As profit oriented journalism on the net becomes flashier (ie: more like tv journalism) and internet accessbecomes more widespread (ie:more like tv) I expect print journalism to continue its steady decline in profitability, perhaps leaving only the free community papers put out by dedicated activists!

267. bettyv - July 12, 1997 - 8:49 AM PST

Austin-

Well, I have the two pronged attack...I use both!

Also, not all zines are vanity press, you should check out Brooklyn Metro Times. BMT publishes some hard hitting stuff that the New York Times won't touch. We are not talking propaganda, but exposure of Sweat Shops in Park Slope (Brooklyn), Union Busting, etc. It is a leftist publication, but they are journalists, many of them with "real" papers, and they send the cutting-edge and daring stuff to BMT. I think your assessment of zines as being Vanity Journalism is narrow. I guess it's not vain to write something that is easily swallowed by the status quo just so you can see your name in the New York Times.

Then now defunct "Lies of our Times" was an excellent magazine (published by Ed Herman) dedicated to exposing the half-truths and ommissions and out right lies that the NYT sold to millions of people everyday.

Austin, your comment was thoroughly offensive and really closed-minded. Attitudes like that keep the mainstream media in power and able to tell us lies.

268. kaptnkaos - July 12, 1997 - 9:05 AM PST

MrSocko

Well, gosh, if you already knew the answer, why did you ask for our opinion(s)?

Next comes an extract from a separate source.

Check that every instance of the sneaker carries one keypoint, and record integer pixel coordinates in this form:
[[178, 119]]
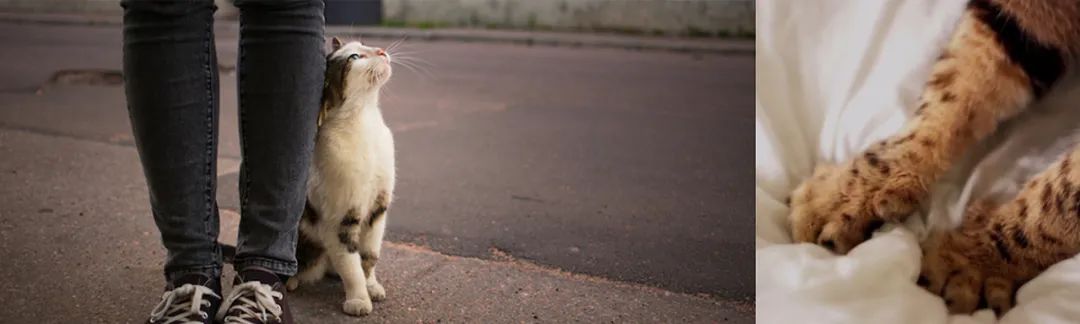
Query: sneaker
[[190, 299], [257, 297]]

I didn't mean for my comments to sound like the ad industry will be the sole saviour of on-line journalism, however I do believe that the ad industry has yet to develop the breakthrough technique for on-line advertising. Until it does so, it's likely that on-line publications will evolve along the lines you suggest.

279. FreeToChoose - July 13, 1997 - 1:44 PM PST

Perhaps we have moved on, but I wish to share my summary of the insight I received from the child porn discussion. While the distinction was fairly obvious, it wasn't until PE specifically discussed production versus consumption that several issues became clear. I submit that many disagreements arise because of a failure to distinguish the production of a controversial item from the consumption of it. I have grouped society's feelings into three categories - benign, where virtually all people agree that either the consumption OR the production of the item does not, in itself, cause material harm. Mixed, where there are strong opinions on both sides of the issue, and repugnant, where almost all rational people share a repugnance. I listed five areas below, and my opinion on how they should be categorized. I think it is interesting that in four of the five cases, society's response on the consumption side is materially different than the production side, emphasizing the point that one must be careful to define the subject of the argument.